特に古参の使用人達。デイビッドを子供の頃から知り、いまの彼を誇らしく思ってくれている。
「あの人はいま眠っているの。誰?」
エレノアに答える執事の言葉を聞いて、デイビッドは驚きに目を見開いた。
暗闇の中に一筋の光が差した気がした。
「本当ですか!? ジョージおじさん!」
「あ、ああ間違いない。新聞で何度か見た方々だ……」
途方に暮れていた状況を一挙解決してくれそうな、デイビッドにとって僥倖と言える知らせだった。
「怪事件を次々解決するレストラード警部でも驚きなのに! 大魔導師シュタウヘン卿だって!?」
「シュタウヘン卿って……エドワード殿下と懇意なことで有名な、元ルドルフシュタット旧貴族の?」
デイビッドとエレノアとで受け止め方は異なるものの、首都の大物には違いなかった。魔石動力炉の開発者の一人である。
休暇で湖水地方へ旅行中だった大魔導師は、列車内で偶然ロビンと知り合った。
なにに興味を覚えたのかブランドルコートに途中下車し、要請で来たレストラード警部と駅で鉢合わせ、捜査協力を求められ、共にブランドル家を訪れたらしい。
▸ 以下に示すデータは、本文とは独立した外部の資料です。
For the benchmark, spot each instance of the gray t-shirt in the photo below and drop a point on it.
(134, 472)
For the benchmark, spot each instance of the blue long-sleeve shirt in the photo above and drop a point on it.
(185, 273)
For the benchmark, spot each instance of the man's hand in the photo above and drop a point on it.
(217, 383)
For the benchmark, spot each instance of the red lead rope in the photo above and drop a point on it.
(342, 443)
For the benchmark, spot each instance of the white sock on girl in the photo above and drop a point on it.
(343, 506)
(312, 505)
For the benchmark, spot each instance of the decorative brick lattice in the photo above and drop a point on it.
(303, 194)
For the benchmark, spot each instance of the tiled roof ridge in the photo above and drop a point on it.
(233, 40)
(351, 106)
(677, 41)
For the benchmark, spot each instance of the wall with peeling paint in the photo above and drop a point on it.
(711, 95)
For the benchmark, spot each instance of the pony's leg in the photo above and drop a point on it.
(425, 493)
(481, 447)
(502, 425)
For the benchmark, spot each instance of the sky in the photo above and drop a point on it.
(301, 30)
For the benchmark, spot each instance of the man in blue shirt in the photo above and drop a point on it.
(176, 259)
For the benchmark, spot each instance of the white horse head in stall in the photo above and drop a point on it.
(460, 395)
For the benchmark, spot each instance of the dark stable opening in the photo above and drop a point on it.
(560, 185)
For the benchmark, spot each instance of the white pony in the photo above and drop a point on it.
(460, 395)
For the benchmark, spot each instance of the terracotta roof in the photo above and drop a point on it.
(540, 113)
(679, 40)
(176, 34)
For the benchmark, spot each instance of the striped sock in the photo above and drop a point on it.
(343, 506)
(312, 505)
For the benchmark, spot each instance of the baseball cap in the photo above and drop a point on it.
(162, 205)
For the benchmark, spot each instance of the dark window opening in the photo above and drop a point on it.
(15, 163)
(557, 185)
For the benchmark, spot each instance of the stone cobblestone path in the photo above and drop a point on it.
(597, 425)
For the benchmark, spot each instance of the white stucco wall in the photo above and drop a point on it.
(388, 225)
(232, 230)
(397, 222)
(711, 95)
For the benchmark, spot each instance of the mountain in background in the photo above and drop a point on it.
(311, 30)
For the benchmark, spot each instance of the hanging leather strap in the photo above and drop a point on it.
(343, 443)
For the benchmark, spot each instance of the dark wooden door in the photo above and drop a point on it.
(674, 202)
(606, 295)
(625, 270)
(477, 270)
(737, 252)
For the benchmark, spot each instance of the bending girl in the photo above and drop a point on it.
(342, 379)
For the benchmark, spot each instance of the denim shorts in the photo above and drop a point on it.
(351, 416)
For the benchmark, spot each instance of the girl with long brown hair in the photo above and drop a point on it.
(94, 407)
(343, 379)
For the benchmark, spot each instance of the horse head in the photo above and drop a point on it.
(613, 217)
彼が魔導師の見地から事件解決に協力していることは、しばしば新聞に書かれていることである。
「こんな幸運、あるものなのか」
それからデイビッドの行動は早かった。
リチャードには上手く報告すると話し、エレノアとジョージから一切を任せると了承を得た。
裁量を得て、デイビッドは大急ぎで屋敷の正面玄関へと向かう。
「旦那様も、これでいくらか気が休まるはずだ」
その時は、彼も、誰も、まだ気づいてはいなかった。
ブランドル家に忍び込んでいた、不吉な影の気配に――。